Roth attempts to escape association with the notorious UN Conference on Racism in Durban, which set the pattern for demonization of Israel, by pointing to HRW’s minimalist statement disassociating itself from the NGO manifesto. HRW might have had an impact had it walked out of the forum, and if it had used its multi-million dollar public relations apparatus to amplify the late protest, but instead, HRW issued a meek statement with no visibility which was immediately buried. Similarly, with the exception of a very belated November 2002 report that was quickly forgotten, HRW’s condemnations of Palestinian terror attacks are couched in terms that gain little attention.

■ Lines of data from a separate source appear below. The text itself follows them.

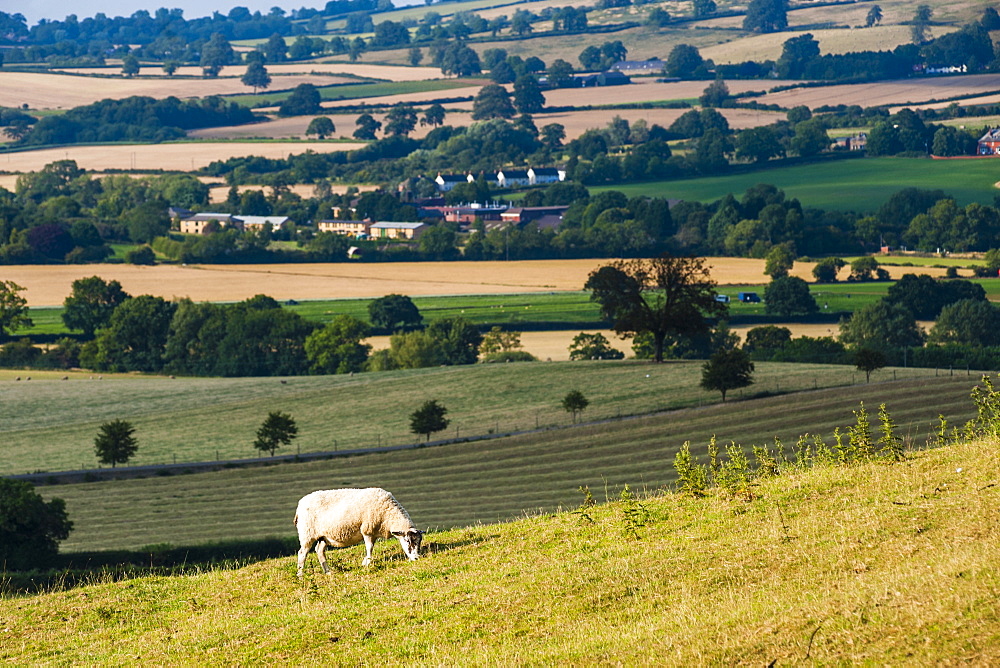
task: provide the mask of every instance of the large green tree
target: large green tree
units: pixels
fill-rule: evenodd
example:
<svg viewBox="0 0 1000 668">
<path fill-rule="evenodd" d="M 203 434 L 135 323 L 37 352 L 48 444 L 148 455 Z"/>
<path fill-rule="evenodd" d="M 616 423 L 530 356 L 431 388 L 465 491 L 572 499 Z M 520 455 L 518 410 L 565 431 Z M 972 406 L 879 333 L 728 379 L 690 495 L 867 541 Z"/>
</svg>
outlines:
<svg viewBox="0 0 1000 668">
<path fill-rule="evenodd" d="M 788 0 L 750 0 L 743 29 L 750 32 L 780 32 L 788 27 Z"/>
<path fill-rule="evenodd" d="M 0 281 L 0 334 L 33 324 L 28 317 L 28 300 L 21 296 L 24 290 L 14 281 Z"/>
<path fill-rule="evenodd" d="M 439 318 L 427 326 L 427 334 L 438 344 L 443 364 L 475 364 L 483 335 L 461 316 Z"/>
<path fill-rule="evenodd" d="M 73 281 L 72 292 L 63 301 L 62 321 L 70 329 L 83 331 L 87 338 L 94 336 L 111 320 L 118 305 L 131 297 L 122 284 L 100 276 L 78 278 Z"/>
<path fill-rule="evenodd" d="M 363 320 L 341 314 L 306 337 L 306 357 L 316 373 L 351 373 L 364 370 L 371 345 L 362 343 L 370 328 Z"/>
<path fill-rule="evenodd" d="M 6 570 L 53 566 L 73 522 L 62 499 L 46 501 L 31 483 L 0 478 L 0 564 Z"/>
<path fill-rule="evenodd" d="M 514 82 L 514 108 L 520 114 L 537 114 L 545 108 L 545 95 L 532 74 L 523 74 Z"/>
<path fill-rule="evenodd" d="M 768 315 L 809 315 L 819 310 L 809 284 L 798 276 L 782 276 L 764 288 L 764 312 Z"/>
<path fill-rule="evenodd" d="M 240 81 L 244 86 L 253 88 L 254 95 L 256 95 L 257 89 L 267 88 L 271 85 L 271 75 L 268 74 L 267 68 L 264 67 L 264 63 L 260 59 L 254 59 L 247 64 L 247 70 L 240 77 Z"/>
<path fill-rule="evenodd" d="M 490 118 L 513 118 L 516 110 L 510 101 L 510 93 L 499 84 L 486 84 L 479 89 L 472 100 L 472 120 Z"/>
<path fill-rule="evenodd" d="M 978 299 L 949 304 L 941 309 L 929 338 L 935 343 L 1000 346 L 1000 308 Z"/>
<path fill-rule="evenodd" d="M 88 344 L 88 360 L 101 370 L 160 371 L 175 309 L 176 305 L 150 295 L 125 300 Z"/>
<path fill-rule="evenodd" d="M 841 320 L 839 339 L 846 345 L 888 350 L 923 345 L 924 333 L 909 309 L 881 299 Z"/>
<path fill-rule="evenodd" d="M 419 329 L 423 323 L 420 310 L 406 295 L 391 294 L 368 304 L 368 320 L 373 327 L 387 332 Z"/>
<path fill-rule="evenodd" d="M 206 77 L 217 77 L 222 68 L 236 62 L 236 52 L 222 33 L 212 37 L 201 47 L 201 69 Z"/>
<path fill-rule="evenodd" d="M 669 254 L 618 260 L 592 271 L 584 285 L 619 335 L 652 335 L 656 362 L 668 335 L 705 334 L 708 319 L 726 313 L 715 288 L 703 258 Z"/>
</svg>

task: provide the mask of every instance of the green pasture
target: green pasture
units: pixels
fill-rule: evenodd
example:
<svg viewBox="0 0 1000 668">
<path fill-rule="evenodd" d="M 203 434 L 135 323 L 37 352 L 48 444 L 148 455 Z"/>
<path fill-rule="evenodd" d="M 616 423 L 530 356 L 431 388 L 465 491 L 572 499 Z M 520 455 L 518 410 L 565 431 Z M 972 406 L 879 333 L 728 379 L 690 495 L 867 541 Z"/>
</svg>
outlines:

In contrast, the steady stream of attacks against Israel are accompanied by highly orchestrated press conferences, televised appearances by Roth, and detailed reports that give credence to Palestinian propaganda claims. It is precisely this comparison that Roth is trying to bury by attacking NGO Monitor.

Roth’s political agenda is also reflected in his pseudo-legalistic condemnations of "extra judicial killings" and "assassinations". Israeli attacks against Hamas leaders such as Ahmed Yassin, he claims, demonstrate " Israeli indifference to the same body of international human rights and humanitarian law that prohibits deliberate attacks on civilians." Beyond the base immorality of referring to terrorists as "civilians", Roth’s armchair alternative ­ the arrest and trial of terrorist leaders — is pure fantasy. Had Israeli forces entered the dense streets of Gaza to arrest Yassin, the result would have been a blood-bath in which large numbers of people would have been killed. But since the goal is to demonize Israel, regardless of the facts, none of this is relevant to the HRW leadership.

NGOs such as Human Rights Watch and the UN frameworks in which they operate were founded in the black shadow of the Nazi Holocaust with the goal of insuring that such brutality is never repeated, but since then, they have lost their way. Under the leadership of Roth and Stork, and the adoption of a heavily anti-Israel political agenda, HRW has betrayed the principles of its founders, and become a potent force in the exploitation and destruction of human rights. The record speaks for itself.